We find that sequencing capacity in Europe is growing and that some sequenced individuals are requesting access to their raw genomic data. Despite these trends, we also find that sequencing institutions are largely unprepared to handle questions of retention and personal access, and have yet to develop clear policies and practices. In a broader context, this study gives insight into the complexity and the general direction of the emerging genomics ecosystem. In that regard, we hope that this study becomes a catalyst for future explorations of similar nature with other stakeholders of the genomics ecosystem, and enhances the development policies and best practices in the context of personal access to raw genomic data.

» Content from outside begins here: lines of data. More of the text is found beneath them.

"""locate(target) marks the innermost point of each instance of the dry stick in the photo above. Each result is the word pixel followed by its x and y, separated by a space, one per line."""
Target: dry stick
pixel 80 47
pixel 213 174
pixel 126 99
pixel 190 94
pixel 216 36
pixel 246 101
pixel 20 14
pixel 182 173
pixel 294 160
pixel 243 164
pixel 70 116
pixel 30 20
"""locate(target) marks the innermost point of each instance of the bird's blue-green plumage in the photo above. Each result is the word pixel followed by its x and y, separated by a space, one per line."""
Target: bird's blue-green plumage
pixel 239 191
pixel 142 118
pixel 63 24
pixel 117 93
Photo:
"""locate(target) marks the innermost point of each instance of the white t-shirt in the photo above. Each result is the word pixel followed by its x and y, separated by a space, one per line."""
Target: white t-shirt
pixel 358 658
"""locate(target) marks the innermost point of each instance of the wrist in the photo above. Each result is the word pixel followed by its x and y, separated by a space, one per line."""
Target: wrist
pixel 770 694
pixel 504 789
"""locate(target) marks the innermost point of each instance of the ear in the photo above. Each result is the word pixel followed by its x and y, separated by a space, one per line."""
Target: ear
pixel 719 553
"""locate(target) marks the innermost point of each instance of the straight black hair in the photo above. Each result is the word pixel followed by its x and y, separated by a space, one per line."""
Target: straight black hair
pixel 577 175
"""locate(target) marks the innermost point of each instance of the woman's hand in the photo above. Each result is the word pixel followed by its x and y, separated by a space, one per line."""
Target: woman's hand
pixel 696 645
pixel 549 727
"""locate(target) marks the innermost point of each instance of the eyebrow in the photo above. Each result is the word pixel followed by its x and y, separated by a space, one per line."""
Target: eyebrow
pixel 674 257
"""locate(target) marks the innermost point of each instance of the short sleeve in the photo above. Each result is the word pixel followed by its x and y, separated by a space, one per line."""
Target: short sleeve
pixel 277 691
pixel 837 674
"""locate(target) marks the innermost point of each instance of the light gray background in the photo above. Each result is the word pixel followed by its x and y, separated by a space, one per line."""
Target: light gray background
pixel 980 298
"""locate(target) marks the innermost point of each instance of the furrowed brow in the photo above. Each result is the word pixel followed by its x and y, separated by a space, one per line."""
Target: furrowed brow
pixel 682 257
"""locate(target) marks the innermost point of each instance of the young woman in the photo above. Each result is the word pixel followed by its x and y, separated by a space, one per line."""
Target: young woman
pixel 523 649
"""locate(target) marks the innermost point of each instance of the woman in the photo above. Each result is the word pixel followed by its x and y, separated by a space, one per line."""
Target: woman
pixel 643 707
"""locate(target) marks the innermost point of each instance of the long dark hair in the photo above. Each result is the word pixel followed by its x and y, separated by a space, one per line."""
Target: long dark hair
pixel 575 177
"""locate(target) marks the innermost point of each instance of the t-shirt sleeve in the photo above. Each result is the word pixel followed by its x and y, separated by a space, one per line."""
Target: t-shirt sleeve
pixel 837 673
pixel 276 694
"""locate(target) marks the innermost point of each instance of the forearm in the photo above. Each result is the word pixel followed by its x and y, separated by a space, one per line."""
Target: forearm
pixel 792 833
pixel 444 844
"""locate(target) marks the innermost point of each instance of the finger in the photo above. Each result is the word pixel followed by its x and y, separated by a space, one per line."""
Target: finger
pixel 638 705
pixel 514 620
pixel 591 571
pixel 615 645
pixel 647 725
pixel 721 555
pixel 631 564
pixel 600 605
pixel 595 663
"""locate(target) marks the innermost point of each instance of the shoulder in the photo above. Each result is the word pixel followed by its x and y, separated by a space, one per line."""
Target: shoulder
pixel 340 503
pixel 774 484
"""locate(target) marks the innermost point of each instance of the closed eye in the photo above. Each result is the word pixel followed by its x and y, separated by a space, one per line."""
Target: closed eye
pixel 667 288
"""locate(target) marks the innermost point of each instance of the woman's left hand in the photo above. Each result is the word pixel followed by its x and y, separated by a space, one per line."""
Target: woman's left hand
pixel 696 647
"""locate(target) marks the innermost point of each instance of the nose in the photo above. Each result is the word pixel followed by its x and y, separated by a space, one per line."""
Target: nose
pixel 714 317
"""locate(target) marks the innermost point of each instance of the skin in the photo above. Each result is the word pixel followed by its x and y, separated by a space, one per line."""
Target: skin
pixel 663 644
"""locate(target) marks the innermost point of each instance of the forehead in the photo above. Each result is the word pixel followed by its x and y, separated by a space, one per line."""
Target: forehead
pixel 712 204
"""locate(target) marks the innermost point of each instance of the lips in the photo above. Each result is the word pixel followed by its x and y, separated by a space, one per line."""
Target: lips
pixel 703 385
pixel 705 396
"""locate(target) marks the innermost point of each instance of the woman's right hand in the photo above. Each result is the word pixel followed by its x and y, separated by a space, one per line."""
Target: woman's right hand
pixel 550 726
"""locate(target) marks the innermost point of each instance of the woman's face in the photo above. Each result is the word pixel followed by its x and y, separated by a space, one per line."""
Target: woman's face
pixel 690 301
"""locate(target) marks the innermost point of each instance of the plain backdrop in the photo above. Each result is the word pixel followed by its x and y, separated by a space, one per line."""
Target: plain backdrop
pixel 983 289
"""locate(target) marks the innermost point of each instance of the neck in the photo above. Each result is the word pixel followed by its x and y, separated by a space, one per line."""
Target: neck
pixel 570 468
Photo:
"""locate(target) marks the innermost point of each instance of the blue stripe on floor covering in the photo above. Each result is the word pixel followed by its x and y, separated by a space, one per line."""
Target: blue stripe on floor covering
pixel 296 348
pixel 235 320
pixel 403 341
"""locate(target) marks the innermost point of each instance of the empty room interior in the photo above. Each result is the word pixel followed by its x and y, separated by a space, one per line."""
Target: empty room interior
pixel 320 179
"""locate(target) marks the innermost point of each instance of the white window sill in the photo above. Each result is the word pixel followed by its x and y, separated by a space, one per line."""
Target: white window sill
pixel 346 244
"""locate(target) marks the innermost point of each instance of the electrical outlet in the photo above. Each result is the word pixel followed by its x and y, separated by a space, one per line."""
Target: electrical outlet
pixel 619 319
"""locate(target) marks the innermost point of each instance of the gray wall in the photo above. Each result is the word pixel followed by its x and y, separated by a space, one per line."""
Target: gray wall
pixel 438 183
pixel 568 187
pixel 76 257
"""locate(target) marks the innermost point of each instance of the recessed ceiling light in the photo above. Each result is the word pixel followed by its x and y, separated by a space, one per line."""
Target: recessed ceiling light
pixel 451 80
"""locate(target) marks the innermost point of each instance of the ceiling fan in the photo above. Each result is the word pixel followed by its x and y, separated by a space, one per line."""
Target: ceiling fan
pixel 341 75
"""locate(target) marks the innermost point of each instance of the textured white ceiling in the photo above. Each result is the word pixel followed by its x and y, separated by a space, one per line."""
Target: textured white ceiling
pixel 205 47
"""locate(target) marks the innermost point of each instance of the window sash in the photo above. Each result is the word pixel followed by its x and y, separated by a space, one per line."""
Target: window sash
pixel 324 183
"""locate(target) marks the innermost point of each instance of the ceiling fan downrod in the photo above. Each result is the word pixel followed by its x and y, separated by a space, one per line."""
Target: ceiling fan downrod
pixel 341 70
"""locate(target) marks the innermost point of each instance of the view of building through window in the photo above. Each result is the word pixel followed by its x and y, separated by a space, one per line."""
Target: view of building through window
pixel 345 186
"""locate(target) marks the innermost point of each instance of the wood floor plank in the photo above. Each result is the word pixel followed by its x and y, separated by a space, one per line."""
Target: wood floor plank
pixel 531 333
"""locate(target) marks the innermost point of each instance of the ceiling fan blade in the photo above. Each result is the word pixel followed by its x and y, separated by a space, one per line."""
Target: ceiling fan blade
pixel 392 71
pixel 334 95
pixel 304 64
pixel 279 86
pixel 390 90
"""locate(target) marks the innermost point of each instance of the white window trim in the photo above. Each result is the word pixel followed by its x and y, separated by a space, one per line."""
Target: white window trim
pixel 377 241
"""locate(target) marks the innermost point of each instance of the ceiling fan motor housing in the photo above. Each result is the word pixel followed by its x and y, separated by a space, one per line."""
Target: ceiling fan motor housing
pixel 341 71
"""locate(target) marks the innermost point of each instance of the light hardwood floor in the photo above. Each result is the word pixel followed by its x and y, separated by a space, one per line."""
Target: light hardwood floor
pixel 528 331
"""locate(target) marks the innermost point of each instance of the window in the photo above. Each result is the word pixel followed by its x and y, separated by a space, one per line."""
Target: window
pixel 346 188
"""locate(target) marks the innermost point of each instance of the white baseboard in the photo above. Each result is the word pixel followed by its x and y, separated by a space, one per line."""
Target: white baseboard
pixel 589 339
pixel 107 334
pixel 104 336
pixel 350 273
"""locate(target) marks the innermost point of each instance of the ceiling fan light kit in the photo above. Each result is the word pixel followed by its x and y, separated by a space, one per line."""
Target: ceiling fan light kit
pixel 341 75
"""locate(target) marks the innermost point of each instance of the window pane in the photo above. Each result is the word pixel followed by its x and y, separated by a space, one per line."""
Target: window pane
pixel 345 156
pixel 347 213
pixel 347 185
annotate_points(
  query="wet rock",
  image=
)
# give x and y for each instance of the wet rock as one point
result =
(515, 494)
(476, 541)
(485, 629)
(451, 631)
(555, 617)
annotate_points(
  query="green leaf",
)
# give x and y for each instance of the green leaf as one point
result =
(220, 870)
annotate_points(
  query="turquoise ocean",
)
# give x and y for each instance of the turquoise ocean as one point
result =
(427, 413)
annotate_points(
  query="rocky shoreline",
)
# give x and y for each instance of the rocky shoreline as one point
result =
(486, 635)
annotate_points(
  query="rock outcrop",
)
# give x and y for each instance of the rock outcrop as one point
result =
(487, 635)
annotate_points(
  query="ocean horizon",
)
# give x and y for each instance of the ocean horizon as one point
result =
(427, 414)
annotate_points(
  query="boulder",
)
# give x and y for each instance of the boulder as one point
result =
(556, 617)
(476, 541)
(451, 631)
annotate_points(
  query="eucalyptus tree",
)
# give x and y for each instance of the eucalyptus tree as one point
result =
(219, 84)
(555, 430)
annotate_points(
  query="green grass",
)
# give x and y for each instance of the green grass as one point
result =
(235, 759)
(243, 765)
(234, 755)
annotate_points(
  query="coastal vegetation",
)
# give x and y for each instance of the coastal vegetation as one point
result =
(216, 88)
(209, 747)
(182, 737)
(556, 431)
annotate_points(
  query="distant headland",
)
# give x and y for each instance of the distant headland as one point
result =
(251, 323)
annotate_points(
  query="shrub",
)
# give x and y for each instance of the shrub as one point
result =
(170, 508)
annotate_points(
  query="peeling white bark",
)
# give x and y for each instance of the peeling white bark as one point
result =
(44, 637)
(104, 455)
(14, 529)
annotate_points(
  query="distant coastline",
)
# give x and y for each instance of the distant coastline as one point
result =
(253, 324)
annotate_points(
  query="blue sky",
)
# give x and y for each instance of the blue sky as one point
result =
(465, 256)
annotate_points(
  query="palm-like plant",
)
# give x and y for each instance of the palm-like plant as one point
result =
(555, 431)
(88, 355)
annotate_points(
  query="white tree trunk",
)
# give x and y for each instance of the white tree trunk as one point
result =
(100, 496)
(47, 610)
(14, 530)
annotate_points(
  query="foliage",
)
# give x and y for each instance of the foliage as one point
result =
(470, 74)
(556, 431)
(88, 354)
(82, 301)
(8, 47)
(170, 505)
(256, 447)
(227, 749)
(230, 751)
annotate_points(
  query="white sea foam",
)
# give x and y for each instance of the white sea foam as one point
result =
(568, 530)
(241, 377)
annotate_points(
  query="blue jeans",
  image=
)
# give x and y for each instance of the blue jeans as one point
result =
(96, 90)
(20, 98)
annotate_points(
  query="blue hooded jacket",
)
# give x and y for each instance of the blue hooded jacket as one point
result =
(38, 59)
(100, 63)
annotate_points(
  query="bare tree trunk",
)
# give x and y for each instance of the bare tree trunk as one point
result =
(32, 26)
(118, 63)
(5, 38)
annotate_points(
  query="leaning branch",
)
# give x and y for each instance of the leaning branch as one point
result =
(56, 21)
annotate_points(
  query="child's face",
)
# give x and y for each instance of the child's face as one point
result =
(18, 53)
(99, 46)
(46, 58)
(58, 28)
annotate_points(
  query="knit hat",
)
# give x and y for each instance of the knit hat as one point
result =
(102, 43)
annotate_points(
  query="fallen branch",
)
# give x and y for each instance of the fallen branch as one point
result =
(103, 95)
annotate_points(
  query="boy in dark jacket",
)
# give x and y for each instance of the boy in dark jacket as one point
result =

Data Availability Statement

The data sets generated and analysed for this study are included as part of the manuscript as Supplementary Files 1–6. Code for analysis and visualisations are available in GitHub repository (https://github.com/shaman-narayanasamy/sequencing_institution_analysis). Please contact authors for in case of any inquiries about the raw data.

Ethics Statement

The studies involving human participants were reviewed and approved by National Data Protection Commission of Luxembourg. Written informed consent for participation was not required for this study in accordance with the national legislation and the institutional requirements.

Author Contributions

SN and RK conceptualised and designed the study. AT, BP, BK, and MS provided critical feedback on the study design. SN and VM coordinated the study. VM, SN, and RK prepared the confidentiality statement, pre- and post-interview material. SN, VM, and RK performed the interviews (i.e., data collection). RK and VM managed communication with respondents before and after the interviews. VM, AB, and SN performed the transcriptions. SN, VM, AB, and RK carried out the data curation, analysis, and visualisation. AT, MS, BK, and BP interpreted the data. SN, AT, MS, VM, and AB drafted the manuscript while critical revision was provided by BK, BP, and RK. All the authors approved the manuscript for publication.

Conflict of Interest

This study may guide the development of future products/services of Megeno S.A. SN, RK, VM, and AB are employees of Megeno S.A. AT does paid consulting work for Megeno. The remaining authors declare that the research was conducted in the absence of any commercial or financial relationships that could be construed as a potential conflict of interest. The reviewer SN declared a past co-authorship with two of the authors AT and BP to the handling Editor.